Re: Pragmatics of Blank Nodes Re: Toward easier RDF: a proposal from David Booth on 2018-12-04 (semantic-web@w3.org from December 2018)

From: David Booth <david@dbooth.org>
Date: Tue, 4 Dec 2018 15:52:19 -0500
To: semantic-web <semantic-web@w3.org>, Aiden Hogan <aidhog@gmail.com>
Cc: Henry Story <henry.story@bblfish.net>
Message-ID: <33f7d370-84a8-deed-ecb4-8a293357acd6@dbooth.org>

On 12/4/18 3:30 PM, David Booth wrote:
> On 12/3/18 8:29 AM, Henry Story wrote:
>  > . . .  So what are the advantages of blank nodes
>  > pragmatically? They make a description local to the graph
>  > in which they appear and this locality is maintained
>  > across merges. The meaning of URI referenced resources can
>  > be completed by external information of course but the
>  > description ensures that no further links need to be taken
>  > into account when understanding the bnode's meaning.
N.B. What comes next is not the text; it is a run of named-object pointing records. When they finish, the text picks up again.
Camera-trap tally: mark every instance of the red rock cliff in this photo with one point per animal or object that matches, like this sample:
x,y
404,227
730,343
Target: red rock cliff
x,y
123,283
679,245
So it
>  > looks like it's ideal for things that need to be entirely
>  > defined by description.
> 
> Interesting point!   That means that blank nodes enjoy a
> form of closed world assumption (CWA), in that there *cannot*
> be any other triples asserted (directly) about a blank node,
> other than the ones already in the document/graph/dataset
> at hand.  (Inference could add some though.)
> 
> Of course, if we are dealing with implicit blank nodes -- the ones 
> generated by [] or () notation in Turtle -- then it's even more obvious 
> that the only property connections to/from that blank node are the ones 
> provided right there.
> 
> This brings me to an interesting question.  To rephrase, the "identity" 
> of a blank node object is determined entirely by the identities of its 
> connected nodes, because it is guaranteed to not have any other 
> connections.  Therefore, a blank node labeling algorithm (or standard 
> Skolemization algorithm) only needs to take into account the subgraph of 
> that blank node's tightly connected neighbors.  By "tightly connected" I 
> mean the subgraph that is connected only through consecutive blank 
> nodes.  (I think this may be slightly different from the Concise Bounded 
> Description (CBD), because the CBD starts only with the *subject* of a 
> triple.)
> https://www.w3.org/Submission/CBD/
> 
> Aiden (or someone else), is this correct?  If so, this would be very 
> beneficial, because the labeling algorithm could then be guaranteed to 
> generate the *same* label (or Skolem URI) for the blank nodes in that 
> subgraph, regardless of any larger graph in which that subgraph appears. 
>   This is very pertinent to n-ary relations, because it means that blank 
> nodes for the same n-ary relation, appearing in different RDF graphs, 
> could be automatically given the *same* label (or Skolem URI) -- even 
> without knowing a key for that object.  Aiden, is this what such 
> canonicalization algorithms already do?

P.S. this would also be very beneficial for the "diff" use case of RDF 
canonicalization, because it would help localize graph labeling differences.

David Booth


> 
> David Booth

Received on Tuesday, 4 December 2018 20:52:41 UTC